En France, un nouveau projet de loi prévoit d’interdire les réseaux sociaux aux jeunes de moins de 15 ans. Dans les zones rurales, comme à Montaigut-sur-Save, cette nouvelle loi divise.
Examinée à partir du lundi 26 janvier à l’Assemblée nationale, la proposition de loi portée par la députée Renaissance Laure Miller vise à interdire l’accès aux réseaux sociaux aux mineurs de moins de 15 ans. Son entrée en vigueur est souhaitée dès la rentrée prochaine, via une procédure accélérée soutenue par le Président de la République. Le texte entend protéger les jeunes des contenus inadaptés et du cyberharcèlement. Il prévoit également l’interdiction des téléphones portables dans les établissements scolaires. S’il pose le principe d’une interdiction générale des réseaux sociaux, assortie de quelques exceptions à vocation éducative, les modalités concrètes restent floues, notamment concernant la vérification de l’âge des utilisateurs. Celle-ci pourrait s’inspirer des dispositifs mis en place en 2024 pour les sites pornographiques. Sous contrainte du droit européen, la loi ambitionne de rendre illicites les comptes de mineurs de moins de 15 ans en France, afin de contraindre les plateformes à s’y conformer.
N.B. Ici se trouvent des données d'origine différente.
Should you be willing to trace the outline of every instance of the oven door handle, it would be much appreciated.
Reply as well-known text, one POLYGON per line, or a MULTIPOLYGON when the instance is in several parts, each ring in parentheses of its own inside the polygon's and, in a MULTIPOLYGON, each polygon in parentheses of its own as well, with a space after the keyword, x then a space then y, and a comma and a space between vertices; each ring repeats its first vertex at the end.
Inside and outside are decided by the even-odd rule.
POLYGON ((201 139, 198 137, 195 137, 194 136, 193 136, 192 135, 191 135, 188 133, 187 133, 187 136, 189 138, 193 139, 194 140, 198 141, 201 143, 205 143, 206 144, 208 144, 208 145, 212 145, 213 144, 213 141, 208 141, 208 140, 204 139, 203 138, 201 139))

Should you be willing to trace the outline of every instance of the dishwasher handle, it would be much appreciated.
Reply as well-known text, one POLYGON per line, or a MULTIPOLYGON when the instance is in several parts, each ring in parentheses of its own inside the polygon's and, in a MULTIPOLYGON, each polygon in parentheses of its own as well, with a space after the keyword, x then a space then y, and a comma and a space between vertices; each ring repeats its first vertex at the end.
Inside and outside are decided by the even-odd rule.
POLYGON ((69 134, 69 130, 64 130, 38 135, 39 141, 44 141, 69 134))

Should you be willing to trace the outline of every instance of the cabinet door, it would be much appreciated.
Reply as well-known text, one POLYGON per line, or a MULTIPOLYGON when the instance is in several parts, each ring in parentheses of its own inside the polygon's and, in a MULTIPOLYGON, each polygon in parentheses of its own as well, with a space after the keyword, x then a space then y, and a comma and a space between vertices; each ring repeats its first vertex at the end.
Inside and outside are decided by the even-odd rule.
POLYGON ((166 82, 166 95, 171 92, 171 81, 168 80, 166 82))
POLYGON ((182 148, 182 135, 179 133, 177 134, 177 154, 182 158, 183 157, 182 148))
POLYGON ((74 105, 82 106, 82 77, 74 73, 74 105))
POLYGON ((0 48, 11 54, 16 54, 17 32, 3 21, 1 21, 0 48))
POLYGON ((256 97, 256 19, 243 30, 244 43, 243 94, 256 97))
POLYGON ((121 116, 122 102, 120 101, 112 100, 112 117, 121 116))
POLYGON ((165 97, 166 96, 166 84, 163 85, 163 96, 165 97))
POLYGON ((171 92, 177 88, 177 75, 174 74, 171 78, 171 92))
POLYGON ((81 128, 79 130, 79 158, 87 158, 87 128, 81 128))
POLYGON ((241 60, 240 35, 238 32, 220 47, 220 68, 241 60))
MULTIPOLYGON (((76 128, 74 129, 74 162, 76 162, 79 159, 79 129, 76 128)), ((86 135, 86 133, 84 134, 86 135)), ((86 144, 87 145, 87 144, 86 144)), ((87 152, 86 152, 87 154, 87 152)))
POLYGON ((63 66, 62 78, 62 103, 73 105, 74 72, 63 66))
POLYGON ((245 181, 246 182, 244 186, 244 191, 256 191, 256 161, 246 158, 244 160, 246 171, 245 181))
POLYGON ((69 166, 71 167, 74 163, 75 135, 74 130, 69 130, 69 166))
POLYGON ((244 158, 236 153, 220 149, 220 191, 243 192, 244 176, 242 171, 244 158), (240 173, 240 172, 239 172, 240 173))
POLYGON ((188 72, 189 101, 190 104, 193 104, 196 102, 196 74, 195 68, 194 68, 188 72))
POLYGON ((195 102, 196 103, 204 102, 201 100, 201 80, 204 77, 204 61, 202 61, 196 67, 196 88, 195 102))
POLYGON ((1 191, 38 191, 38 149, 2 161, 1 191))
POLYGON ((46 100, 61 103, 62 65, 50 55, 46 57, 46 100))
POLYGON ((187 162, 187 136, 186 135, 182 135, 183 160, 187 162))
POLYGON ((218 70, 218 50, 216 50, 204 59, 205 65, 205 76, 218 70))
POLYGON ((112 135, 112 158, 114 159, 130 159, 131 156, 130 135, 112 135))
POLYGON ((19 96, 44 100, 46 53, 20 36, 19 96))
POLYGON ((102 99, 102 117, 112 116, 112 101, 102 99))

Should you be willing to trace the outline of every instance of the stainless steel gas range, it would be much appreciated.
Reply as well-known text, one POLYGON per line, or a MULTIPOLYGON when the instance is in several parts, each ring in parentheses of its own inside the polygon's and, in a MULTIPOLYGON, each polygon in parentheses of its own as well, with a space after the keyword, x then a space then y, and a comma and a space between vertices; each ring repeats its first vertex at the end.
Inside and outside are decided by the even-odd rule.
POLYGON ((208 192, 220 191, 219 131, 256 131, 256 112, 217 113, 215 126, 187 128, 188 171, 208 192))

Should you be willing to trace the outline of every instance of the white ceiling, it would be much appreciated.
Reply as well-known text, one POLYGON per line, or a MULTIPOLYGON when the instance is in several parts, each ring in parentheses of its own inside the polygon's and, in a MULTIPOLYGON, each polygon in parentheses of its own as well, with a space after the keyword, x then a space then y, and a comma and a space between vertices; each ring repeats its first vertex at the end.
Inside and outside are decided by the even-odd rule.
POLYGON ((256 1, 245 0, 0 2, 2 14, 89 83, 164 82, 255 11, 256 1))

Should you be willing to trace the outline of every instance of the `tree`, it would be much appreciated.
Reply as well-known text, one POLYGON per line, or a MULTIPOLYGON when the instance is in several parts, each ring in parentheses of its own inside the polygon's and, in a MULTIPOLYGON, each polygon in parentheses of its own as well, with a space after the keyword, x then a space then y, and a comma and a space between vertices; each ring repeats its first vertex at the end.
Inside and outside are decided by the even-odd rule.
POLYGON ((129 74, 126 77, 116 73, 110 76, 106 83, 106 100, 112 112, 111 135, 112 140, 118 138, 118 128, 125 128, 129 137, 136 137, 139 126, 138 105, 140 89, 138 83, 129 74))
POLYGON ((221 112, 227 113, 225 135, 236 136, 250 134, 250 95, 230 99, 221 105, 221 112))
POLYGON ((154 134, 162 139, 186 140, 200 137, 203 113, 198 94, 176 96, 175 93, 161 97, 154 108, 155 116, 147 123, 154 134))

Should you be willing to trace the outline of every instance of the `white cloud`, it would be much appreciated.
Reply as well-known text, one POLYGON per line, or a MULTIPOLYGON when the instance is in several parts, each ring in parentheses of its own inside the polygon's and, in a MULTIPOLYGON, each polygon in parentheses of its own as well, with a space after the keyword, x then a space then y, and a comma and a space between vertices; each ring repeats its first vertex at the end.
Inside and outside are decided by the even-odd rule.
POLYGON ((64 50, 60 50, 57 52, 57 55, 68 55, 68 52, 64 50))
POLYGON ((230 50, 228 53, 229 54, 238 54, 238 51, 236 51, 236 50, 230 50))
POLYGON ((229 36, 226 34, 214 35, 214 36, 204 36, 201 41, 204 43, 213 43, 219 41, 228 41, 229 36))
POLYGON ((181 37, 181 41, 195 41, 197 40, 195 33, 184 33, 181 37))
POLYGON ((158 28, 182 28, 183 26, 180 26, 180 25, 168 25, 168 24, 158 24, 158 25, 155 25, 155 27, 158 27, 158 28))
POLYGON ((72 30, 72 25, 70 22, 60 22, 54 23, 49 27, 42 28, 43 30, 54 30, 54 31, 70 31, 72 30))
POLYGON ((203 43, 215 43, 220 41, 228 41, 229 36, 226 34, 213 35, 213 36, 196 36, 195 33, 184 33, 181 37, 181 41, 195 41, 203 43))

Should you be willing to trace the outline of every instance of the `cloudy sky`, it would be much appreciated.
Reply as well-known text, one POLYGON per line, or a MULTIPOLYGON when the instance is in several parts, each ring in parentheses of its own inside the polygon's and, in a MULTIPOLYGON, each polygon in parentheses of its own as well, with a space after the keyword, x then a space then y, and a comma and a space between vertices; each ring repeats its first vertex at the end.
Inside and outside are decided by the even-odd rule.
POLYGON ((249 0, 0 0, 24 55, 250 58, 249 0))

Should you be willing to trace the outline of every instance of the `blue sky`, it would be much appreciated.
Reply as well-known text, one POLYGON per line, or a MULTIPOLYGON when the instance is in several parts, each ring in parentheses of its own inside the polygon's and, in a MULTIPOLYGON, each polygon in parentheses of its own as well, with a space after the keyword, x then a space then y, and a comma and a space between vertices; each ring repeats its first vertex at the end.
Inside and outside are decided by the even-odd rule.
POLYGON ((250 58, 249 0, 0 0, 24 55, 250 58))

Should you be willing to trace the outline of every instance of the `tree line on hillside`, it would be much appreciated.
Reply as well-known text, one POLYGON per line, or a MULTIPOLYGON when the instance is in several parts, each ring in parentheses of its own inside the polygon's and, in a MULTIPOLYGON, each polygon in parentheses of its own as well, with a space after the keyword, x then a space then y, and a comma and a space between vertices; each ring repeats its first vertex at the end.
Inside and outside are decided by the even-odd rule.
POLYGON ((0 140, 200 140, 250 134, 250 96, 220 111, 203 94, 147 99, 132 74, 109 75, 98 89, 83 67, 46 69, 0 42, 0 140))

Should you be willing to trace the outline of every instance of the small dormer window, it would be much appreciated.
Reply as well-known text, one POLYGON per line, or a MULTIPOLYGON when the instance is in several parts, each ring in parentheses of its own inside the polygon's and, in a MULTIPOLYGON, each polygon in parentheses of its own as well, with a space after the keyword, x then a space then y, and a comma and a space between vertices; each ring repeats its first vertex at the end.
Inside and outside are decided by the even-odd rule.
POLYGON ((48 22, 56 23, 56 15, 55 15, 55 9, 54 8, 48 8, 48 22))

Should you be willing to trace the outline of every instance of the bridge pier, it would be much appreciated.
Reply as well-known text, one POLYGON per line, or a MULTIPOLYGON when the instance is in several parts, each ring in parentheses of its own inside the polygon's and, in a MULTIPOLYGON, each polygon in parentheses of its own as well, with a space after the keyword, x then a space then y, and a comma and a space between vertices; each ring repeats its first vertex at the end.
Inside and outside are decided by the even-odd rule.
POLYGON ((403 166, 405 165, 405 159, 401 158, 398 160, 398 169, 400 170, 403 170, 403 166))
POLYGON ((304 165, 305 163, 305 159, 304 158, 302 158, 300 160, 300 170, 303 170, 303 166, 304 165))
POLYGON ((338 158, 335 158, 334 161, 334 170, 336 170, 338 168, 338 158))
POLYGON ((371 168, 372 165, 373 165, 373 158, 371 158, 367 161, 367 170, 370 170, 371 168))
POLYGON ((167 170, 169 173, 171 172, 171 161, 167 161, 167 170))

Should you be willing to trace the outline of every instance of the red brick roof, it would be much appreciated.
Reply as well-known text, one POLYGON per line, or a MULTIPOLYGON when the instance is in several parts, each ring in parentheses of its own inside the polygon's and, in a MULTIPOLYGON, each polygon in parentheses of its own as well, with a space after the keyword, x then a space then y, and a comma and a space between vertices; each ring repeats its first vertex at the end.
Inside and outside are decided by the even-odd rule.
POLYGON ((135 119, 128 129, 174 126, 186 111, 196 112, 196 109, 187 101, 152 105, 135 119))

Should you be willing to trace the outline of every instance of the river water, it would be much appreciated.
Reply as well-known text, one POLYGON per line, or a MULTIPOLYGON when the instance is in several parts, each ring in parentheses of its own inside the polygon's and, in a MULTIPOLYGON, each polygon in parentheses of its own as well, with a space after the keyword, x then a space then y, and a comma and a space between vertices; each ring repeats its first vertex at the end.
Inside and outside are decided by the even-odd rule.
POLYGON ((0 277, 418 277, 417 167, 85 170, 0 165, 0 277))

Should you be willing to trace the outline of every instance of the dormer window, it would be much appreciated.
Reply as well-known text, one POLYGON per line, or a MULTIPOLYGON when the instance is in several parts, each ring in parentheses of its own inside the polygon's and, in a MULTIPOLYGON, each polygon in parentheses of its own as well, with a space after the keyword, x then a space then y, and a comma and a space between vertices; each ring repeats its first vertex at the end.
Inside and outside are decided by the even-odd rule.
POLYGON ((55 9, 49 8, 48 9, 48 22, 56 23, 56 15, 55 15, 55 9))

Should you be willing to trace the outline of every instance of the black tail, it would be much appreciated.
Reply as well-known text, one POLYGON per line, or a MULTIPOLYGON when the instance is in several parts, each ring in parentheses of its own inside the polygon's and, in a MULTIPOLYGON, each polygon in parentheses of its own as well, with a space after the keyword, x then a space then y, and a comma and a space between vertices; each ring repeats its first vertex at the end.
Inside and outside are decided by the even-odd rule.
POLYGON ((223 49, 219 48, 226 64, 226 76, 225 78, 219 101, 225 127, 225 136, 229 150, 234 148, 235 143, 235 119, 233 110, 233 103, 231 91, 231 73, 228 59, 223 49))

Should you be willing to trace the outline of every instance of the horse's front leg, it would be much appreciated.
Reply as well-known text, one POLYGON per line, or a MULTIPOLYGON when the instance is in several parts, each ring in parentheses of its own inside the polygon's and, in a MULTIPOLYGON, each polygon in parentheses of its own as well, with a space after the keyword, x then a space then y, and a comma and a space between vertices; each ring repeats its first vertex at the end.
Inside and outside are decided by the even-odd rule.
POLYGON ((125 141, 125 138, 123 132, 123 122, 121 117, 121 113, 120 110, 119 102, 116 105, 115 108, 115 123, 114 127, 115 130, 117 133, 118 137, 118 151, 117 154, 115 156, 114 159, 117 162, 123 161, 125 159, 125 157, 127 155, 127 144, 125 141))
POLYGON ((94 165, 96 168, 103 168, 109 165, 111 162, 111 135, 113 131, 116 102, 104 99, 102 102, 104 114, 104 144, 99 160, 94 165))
Une mesure qui ne fait pas l’unanimité
Du côté des parents, les réactions sont partagées. Coline, maman de deux enfants de 6 et 10 ans : « Je pense que c’est plutôt aux parents de surveiller ce que leurs enfants font sur les téléphones. Pour moi, ça ne mérite pas forcément une loi. Mon plus grand fils a accès aux réseaux sociaux, mais je supervise ce qu’il fait et ce qu’il regarde. Moi-même, avant mes 15 ans, j’avais accès à plusieurs réseaux sociaux. Bien sûr, je pense qu’il y en a qu’il ne faut pas télécharger, mais ce n’est pas pour autant qu’il faut tout interdire. Ça permet aussi aux enfants de continuer à communiquer en dehors de l’école, et je pense que c’est plutôt positif. »
À l’inverse, pour Amélie, maman d’une petite fille de 9 ans en classe de CM1, cette loi est une très bonne chose. « Les réseaux sociaux, ça peut être quelque chose de très mauvais, surtout pour les enfants. À la maison, elle n’a accès à rien. Elle ne regarde pas de vidéos sur YouTube, elle ne va pas sur Instagram. Elle me le demande parfois, mais c’est non.«
Le rôle des parents
Et en milieu rural, est-ce que l’interdiction des réseaux sociaux pourraient renforcer un sentiment d’exclusion des plus jeunes ? Pour Amélie, maintenir le lien social relève avant tout du rôle des parents : « Quand les enfants ont envie de se voir à la maison ou en dehors de l’école, c’est moi qui envoie des messages aux parents. Je ne pense pas que ça les prive d’un lien social, bien au contraire.«
Pour l’instant, à Montaigut-sur-Save, la question divise. Si certains parents saluent une mesure protectrice, d’autres redoutent une coupure supplémentaire dans des territoires où les occasions de sociabilité sont déjà limitées. Le débat, lui, ne fait que commencer.